Building the LED Scalemail Tail: Turning on the lights

Fletcher made this scalemail tail a couple years ago and always dreamed of having rainbow lights inside. That was the first time they used these clear plastic scales – and they were specifically chosen to have space for the lights to shine through! Alternating black and clear scales creates a strong silhouette while still leaving space for the light to shine through.

I’ve wired LEDs before to make cosplay accessories, but I didn’t want to buy parts for them so I used what I had lying around – namely a Raspberry Pi. That was super overkill (from a processing, power, and price perspective) so for this tail, I needed something I could permanently dedicate to the build (and I needed to stop cannibalizing this one Pi for every LED project I started). I picked up a Gemma M0 and a Circuit Playground from Adafruit – I was hoping the Gemma would be sufficient but I wanted a backup plan as well. Thankfully the Gemma was plenty powerful for what I was trying to do!

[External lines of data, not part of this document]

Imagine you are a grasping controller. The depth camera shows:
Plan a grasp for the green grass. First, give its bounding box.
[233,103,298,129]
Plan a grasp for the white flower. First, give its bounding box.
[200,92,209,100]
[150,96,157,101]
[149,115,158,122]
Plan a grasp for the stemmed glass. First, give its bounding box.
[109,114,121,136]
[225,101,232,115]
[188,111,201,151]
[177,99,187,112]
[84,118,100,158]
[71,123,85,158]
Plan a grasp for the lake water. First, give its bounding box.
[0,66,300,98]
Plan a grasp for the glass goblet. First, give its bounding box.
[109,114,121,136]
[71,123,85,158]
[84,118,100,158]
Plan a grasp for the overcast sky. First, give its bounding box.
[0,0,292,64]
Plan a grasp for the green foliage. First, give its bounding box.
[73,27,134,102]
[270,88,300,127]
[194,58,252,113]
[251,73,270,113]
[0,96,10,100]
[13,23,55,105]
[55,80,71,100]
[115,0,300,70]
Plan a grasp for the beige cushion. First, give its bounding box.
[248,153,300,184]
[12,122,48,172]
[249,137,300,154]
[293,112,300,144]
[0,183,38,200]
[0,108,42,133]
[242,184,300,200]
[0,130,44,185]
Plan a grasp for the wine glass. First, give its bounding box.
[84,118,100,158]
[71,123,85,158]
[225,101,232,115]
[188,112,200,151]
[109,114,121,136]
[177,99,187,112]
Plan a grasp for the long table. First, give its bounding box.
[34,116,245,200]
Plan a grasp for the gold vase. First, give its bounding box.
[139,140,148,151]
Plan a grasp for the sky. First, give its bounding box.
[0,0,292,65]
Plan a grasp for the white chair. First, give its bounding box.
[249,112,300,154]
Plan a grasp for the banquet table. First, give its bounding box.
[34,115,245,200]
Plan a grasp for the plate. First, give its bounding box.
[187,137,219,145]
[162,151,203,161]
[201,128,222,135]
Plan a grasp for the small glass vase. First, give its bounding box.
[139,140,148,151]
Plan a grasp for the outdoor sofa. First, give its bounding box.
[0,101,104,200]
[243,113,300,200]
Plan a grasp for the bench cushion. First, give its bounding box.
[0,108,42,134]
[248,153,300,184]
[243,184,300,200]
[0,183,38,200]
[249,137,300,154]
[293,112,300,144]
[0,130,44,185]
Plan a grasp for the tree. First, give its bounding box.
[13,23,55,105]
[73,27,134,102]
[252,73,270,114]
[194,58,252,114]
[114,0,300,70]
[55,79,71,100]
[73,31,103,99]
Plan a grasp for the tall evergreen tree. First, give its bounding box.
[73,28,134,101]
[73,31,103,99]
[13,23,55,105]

The first challenge I ran into – how do I add wires to sewable pads?? I had jumper wires for breadboards, but I didn’t have any alligator clips… let alone alligator clips to jumper wires. Conveniently, we had a few alligator clip wires lying around at the makerspace so a friend of mine made me a trio of the connectors I needed – he clipped the wires on one end, stripped them back and added a prong so we had a clip on one side and jumper cable on the other. Thanks Steve!

Okay step one – attach the wires. Done! Step 2 – connect the Gemma to my laptop. This didn’t work immediately and troubleshooting it took longer than I’d like to admit. It turned out to be an easy problem, but the version on the board was out of date. I used the serial console to get more data on my board and it was a few versions out of data. I updated my controller from 2.14 to 2.19 and that did the trick – I could connect to the Gemma from Circuit Python and start the fun part of actually coding.

Except I wired it wrong, oops. This is why we use test wires! Turns out the arrows on the lights are important and are indicating the direction that data flows. Alrighty- I reversed the end of the pixels I was using, clipped my wires on, and bam, we have lights! Not pretty lights, but that comes later.

First look at the lights

Here’s a video of the first version of the rainbow lights! The tail is up and running, but I did some more work to make the lights flow smoothly and have a more natural feel. In the next post, I’ll go into more detail on how I did that!

Overall Thoughts on the Gemma M0

The Gemma M0 made this a lot easier than my experience with the Pi. Simply being able to connect to it via USB without needing to ssh or setup a spare monitor/keyboard to configure the Pi was a big win to me. Same as running code – the Gemma auto-runs its main file at the root level on the controller, so as soon as it’s powered on, the light sequence kicks off (rather than needing to set up an auto-launch script on the Pi). Apart from needing to run an update, it pretty much did everything I needed out of the box.